Nesse contexto, entre as primeiras medidas tomadas para tentar conter o avanço deste vírus, encontramos a suspensão das aulas presenciais, com o intuito de impedir aglomerações em espaços fechados e, com isso, evitar o contágio. Naquele momento, essa suspensão parecia ser de curto prazo, mas, conforme presenciamos o agravamento da disseminação da doença e, posteriormente, a demora na vacinação da população, podemos identificar escolas e universidades que, ainda hoje, dezoito meses depois, continuam sem reabrir as suas instalações para o desenvolvimento das aulas presenciais.

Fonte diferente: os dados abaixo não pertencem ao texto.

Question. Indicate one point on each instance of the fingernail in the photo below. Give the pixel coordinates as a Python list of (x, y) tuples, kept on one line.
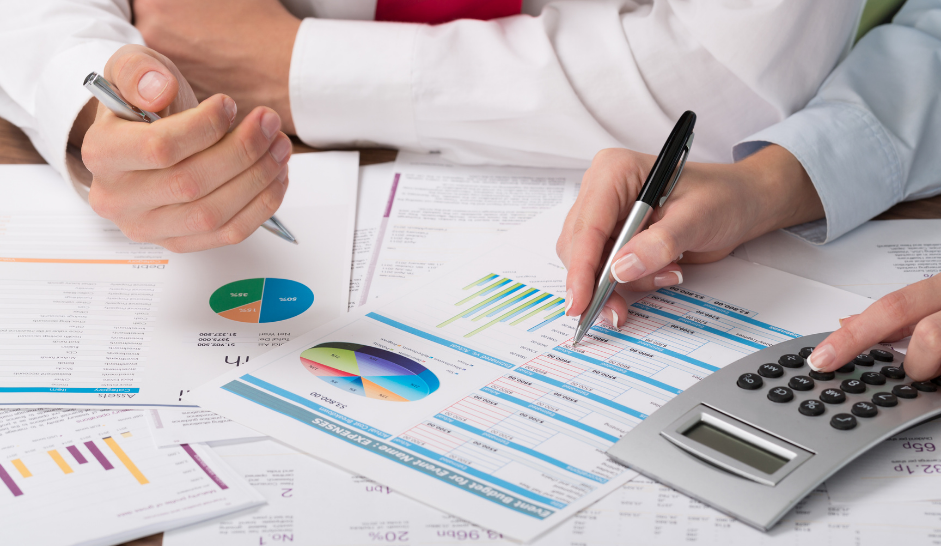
[(280, 150), (270, 124), (670, 278), (821, 358), (151, 85), (230, 108), (627, 269)]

Nesse ínterim, que já leva mais de um ano e meio sem condições integrais para um retorno seguro às salas de aula presenciais para todos os envolvidos na educação brasileira, diversos desafios foram sendo colocados ao Sistema Nacional de Educação em função de garantir o direito à educação, que só se realiza desde que possamos garantir também o direito à aprendizagem. E para isso, precisamos garantir a democratização do seu acesso, do seu governo e a sua qualidade.

 


A educação brasileira carrega uma histórica marca excludente, tenazmente denunciada pelos Pioneiros da Educação Nova, já nos inícios do século XX, e só parcialmente superada no final do século passado, com a quase universalização do Ensino Fundamental que, segundo os dados do Censo Escolar do INEP, em 2002, alcançou 2,78 milhões de estudantes concluindo a oitava série, o que representa aproximadamente 80% da população na faixa etária (PORTELA, 2007). Porém, foi durante os governos do Partido dos Trabalhadores que vimos a triplicação das matrículas das creches (de 1,23 milhão de matrículas, em 2003, para mais de 3,04 milhões em 2015) e a quase universalização do acesso à pré-escola, a elevação a 97,3% da cobertura da matrícula do Ensino Fundamental e a 67,4% no Ensino Médio (CARDOSO NETO; DE NEZ, 2021: 133-134). Com relação à Educação Superior, em 2004, a taxa de escolarização de 18 a 24 anos era de 10,5%, uma das mais baixas de América Latina[1], mas, em 2017, tinha atingido o 19,7% da população nessa faixa etária (INEP, 2017: 3). Essa tendência crescente, quase inercial, continuou elevando paulatinamente os indicadores tanto na Educação Básica quanto no Ensino Superior, até 2019 (CARDOSO NETO; DE NEZ, 2021: 133-134), sendo interrompido, no entanto, com a irrupção da pandemia de Covid19 em 2020.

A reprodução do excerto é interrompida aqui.